Upon graduation from high school, Vosloo joined a theater troupe. He began his career behind the scenes, doing lighting and props, and learning from the actors. Soon he tried his hand at acting and was signed by an agent.

 

With his handsome charismatic looks and natural talent, Vosloo's acting career took off. One of his first goals---turning 21 on the set of a movie---was fulfilled. But as Vosloo got older he felt frustrated by the political climate of his South African homeland, which censored his creativity, as he wasn't allowed to make films that questioned the government. In spite of high profile roles in many feature films and television series, his films had a limited distribution and Vosloo was restless to break into larger markets.

 

Then Vosloo was cast as the lead in the Market Theater of South Africa's production of Athol Fugard's "Born in the RSA" (Republic of South Africa) and had a chance to tour the United States. Although his American arrival in Chicago was in minus fourteen degree weather, things warmed up when Vosloo was signed by a William Morris agent. With the support of his thespian parents, Vosloo packed his bags and set sail for America.

 

Vosloo's first role in a major motion picture in this country was in Ridley Scott's "1492" with Gerard Depardieu.

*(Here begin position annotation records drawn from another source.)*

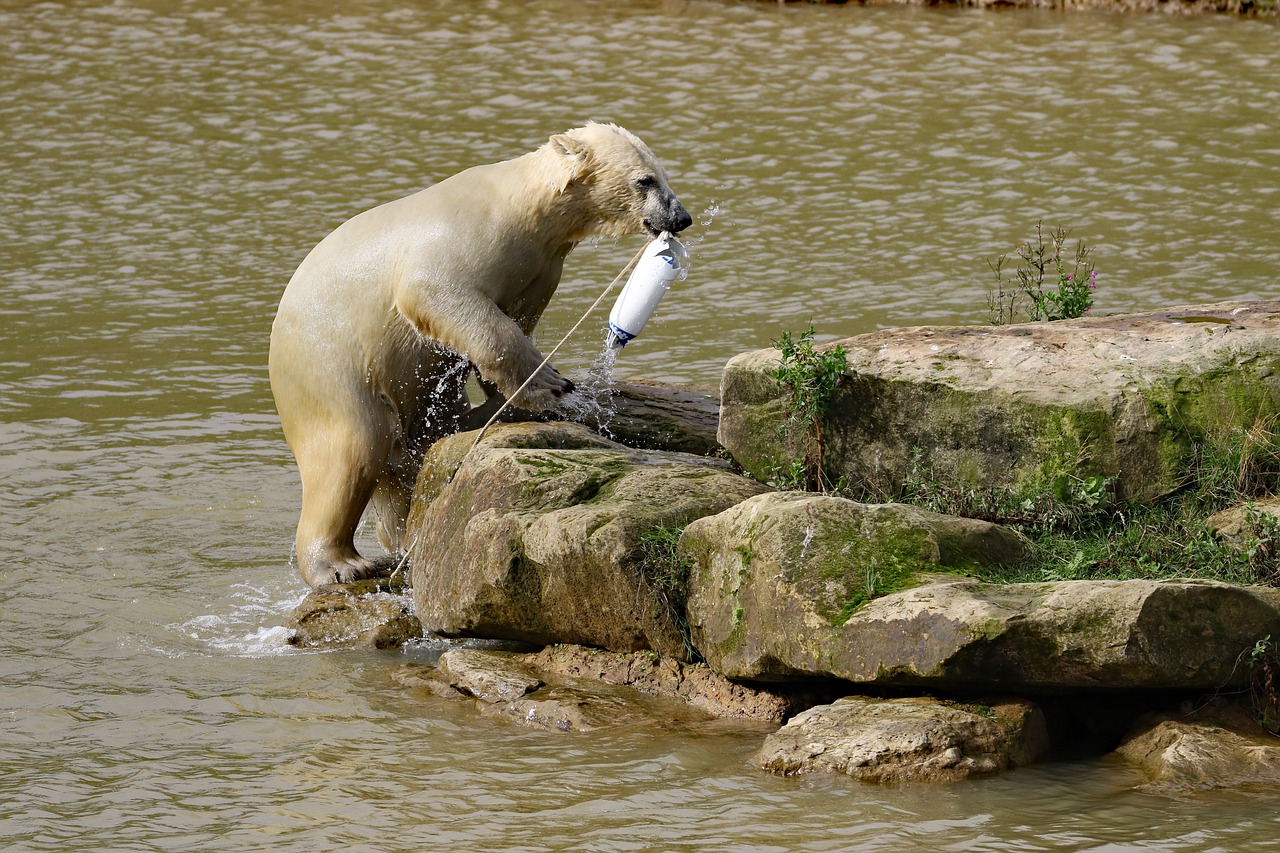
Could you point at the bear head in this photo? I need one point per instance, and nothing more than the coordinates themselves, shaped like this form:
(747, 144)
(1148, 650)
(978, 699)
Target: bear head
(618, 187)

In 1991 he also co-starred with Al Pacino as John The Baptist on Broadway in Oscar Wilde's "Salome".

 

Then Executive Producers Sam Raimi and Robert Tapert cast Vosloo as a vicious hoodlum in Alphaville/ Renaissance Productions' "Hard Target", an action-packed adventure film, which brought Vosloo to the attention of the film critics. Raimi and Tapert were so delighted with

Vosloo's work in "Hard Target that they asked him to do the title role in the "Darkman" video series.

 

Vosloo, who has been featured in dozens of South African magazines, Italy's Vogue for men and Cosmopolitan, has been described by one critic as having "the energy and sensuality of a young Marlon Brando."

 

Arnold Vosloo, winner of two DALRO awards (South Africa's equivalent to the Oscars), and three VITA awards (South Africa's equivalent to the Tony's), is also passionate about the outdoors, fly-fishing, trap and skeet shooting, bikes and photography.